Looking over the diagnostics pdf I found from a Prius forum, suggests the problem must exist between the Power ECU and the Transponder key ECU. I don't think the ID code reader is the transponder key ECU. That would be in the truck of the car. I wonder if that has gone bad, or most likely has corrosion in the connection and just needs to be cleaned? That's a tomorrow thing.
Been raining for the past number of days and finally got a around to look at it. I wanted to attack the LIN1 wire but all I have is a document for a Prius, and it's not accurate for a 07 IS250. Did some more searching and a YouTuber who I can't understand their language just so happened to flash this image, which was enough for me to work with. I ran a long wire to test for continuity and it has very high resistance. So high that I gotta set the multi-meter in the thousands for it to pick up anything. I left my made up wire connected and the car starts. There's certainly a problem with a bad connection for the LIN1 wire, but now I gotta trace it and figure out where the bad connection is. MikeFig82 pdf will help with this, but I hooked up my
and the signal doesn't seem to go past the wire connector for the power ECU. I haven't tried from the key transponder ECU end to see where the break is yet. Kinda seems like the connector for the power ECU is just not conducting, but I haven't confirmed this. Does anyone happen to know where this LIN1 wire runs through?
Been raining for the past number of days and finally got a around to look at it. I wanted to attack the LIN1 wire but all I have is a document for a Prius, and it's not accurate for a 07 IS250. Did some more searching and a YouTuber who I can't understand their language just so happened to flash this image, which was enough for me to work with. I ran a long wire to test for continuity and it has very high resistance. So high that I gotta set the multi-meter in the thousands for it to pick up anything. I left my made up wire connected and the car starts. There's certainly a problem with a bad connection for the LIN1 wire, but now I gotta trace it and figure out where the bad connection is. MikeFig82 pdf will help with this, but I hooked up my short finder tool and the signal doesn't seem to go past the wire connector for the power ECU. I haven't tried from the key transponder ECU end to see where the break is yet. Kinda seems like the connector for the power ECU is just not conducting, but I haven't confirmed this. Does anyone happen to know where this LIN1 wire runs through?
I found this PDF a long time ago. As to where exactly. Could be on CL or just Google.
It's actually looks to be for a Toyota Camry.
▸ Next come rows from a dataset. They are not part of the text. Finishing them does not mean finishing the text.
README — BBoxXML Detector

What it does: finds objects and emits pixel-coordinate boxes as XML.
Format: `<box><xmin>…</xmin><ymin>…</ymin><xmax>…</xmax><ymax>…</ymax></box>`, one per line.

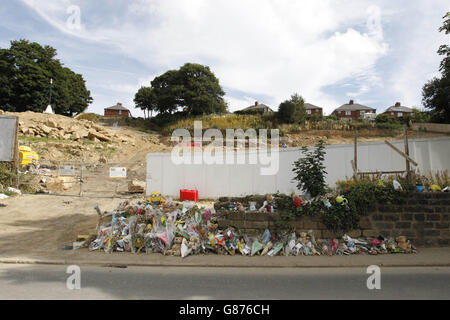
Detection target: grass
<box><xmin>19</xmin><ymin>136</ymin><xmax>71</xmax><ymax>144</ymax></box>
<box><xmin>77</xmin><ymin>113</ymin><xmax>102</xmax><ymax>122</ymax></box>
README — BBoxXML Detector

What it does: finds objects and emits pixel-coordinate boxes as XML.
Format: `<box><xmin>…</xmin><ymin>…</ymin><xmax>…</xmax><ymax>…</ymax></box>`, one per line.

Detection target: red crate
<box><xmin>180</xmin><ymin>189</ymin><xmax>198</xmax><ymax>202</ymax></box>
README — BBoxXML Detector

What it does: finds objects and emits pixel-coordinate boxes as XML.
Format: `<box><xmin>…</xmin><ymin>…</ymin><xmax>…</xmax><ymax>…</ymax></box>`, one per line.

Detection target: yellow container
<box><xmin>19</xmin><ymin>146</ymin><xmax>39</xmax><ymax>167</ymax></box>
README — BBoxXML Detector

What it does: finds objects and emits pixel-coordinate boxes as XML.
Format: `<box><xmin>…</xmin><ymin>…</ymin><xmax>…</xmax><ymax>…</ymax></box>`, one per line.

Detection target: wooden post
<box><xmin>353</xmin><ymin>130</ymin><xmax>358</xmax><ymax>180</ymax></box>
<box><xmin>11</xmin><ymin>117</ymin><xmax>20</xmax><ymax>189</ymax></box>
<box><xmin>79</xmin><ymin>162</ymin><xmax>83</xmax><ymax>197</ymax></box>
<box><xmin>405</xmin><ymin>125</ymin><xmax>411</xmax><ymax>181</ymax></box>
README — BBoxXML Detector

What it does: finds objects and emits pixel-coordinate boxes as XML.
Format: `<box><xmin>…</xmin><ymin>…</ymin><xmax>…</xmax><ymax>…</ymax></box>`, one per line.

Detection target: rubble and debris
<box><xmin>76</xmin><ymin>198</ymin><xmax>417</xmax><ymax>258</ymax></box>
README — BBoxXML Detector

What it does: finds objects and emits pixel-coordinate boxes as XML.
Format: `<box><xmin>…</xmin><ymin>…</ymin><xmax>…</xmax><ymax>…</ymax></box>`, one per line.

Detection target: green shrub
<box><xmin>292</xmin><ymin>140</ymin><xmax>327</xmax><ymax>197</ymax></box>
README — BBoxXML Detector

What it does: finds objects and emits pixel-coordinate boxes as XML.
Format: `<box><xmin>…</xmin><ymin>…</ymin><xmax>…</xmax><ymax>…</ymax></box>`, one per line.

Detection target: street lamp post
<box><xmin>48</xmin><ymin>78</ymin><xmax>53</xmax><ymax>107</ymax></box>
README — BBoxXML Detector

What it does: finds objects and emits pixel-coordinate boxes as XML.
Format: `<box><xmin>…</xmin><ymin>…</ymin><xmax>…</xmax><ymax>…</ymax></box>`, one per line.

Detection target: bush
<box><xmin>306</xmin><ymin>113</ymin><xmax>324</xmax><ymax>122</ymax></box>
<box><xmin>292</xmin><ymin>140</ymin><xmax>327</xmax><ymax>197</ymax></box>
<box><xmin>277</xmin><ymin>94</ymin><xmax>306</xmax><ymax>123</ymax></box>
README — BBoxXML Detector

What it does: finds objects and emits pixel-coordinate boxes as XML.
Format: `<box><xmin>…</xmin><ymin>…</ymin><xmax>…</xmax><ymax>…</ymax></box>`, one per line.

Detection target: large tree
<box><xmin>151</xmin><ymin>63</ymin><xmax>227</xmax><ymax>115</ymax></box>
<box><xmin>0</xmin><ymin>40</ymin><xmax>92</xmax><ymax>115</ymax></box>
<box><xmin>134</xmin><ymin>87</ymin><xmax>157</xmax><ymax>117</ymax></box>
<box><xmin>423</xmin><ymin>12</ymin><xmax>450</xmax><ymax>123</ymax></box>
<box><xmin>278</xmin><ymin>94</ymin><xmax>306</xmax><ymax>123</ymax></box>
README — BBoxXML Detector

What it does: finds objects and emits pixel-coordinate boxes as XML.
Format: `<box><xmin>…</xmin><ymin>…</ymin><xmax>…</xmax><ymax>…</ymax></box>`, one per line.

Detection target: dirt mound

I'm sure it could help some. Since it has the same pin out as what you posted on the IS250 AWD from your screen shot. Scroll down until you see the diagram.
I found it. It's a purple wire that runs from the power ecu to the key ecu. You can see a section that turned white and bulging a little in the wire. I decided to scrape sections to try and isolate the break, which was around the car door pillar towards the front right door. I just cut it and soldered a new wire with shrink wrap. I don't do that butt connector crap. Car starts right away now. I haven't had time to put the interior together, which is going to be an ordeal. I do have to visit a tow truck company who has to fix my front bumper and right fender because they damaged it while towing it. They wanted the car working first before they could repair the damage.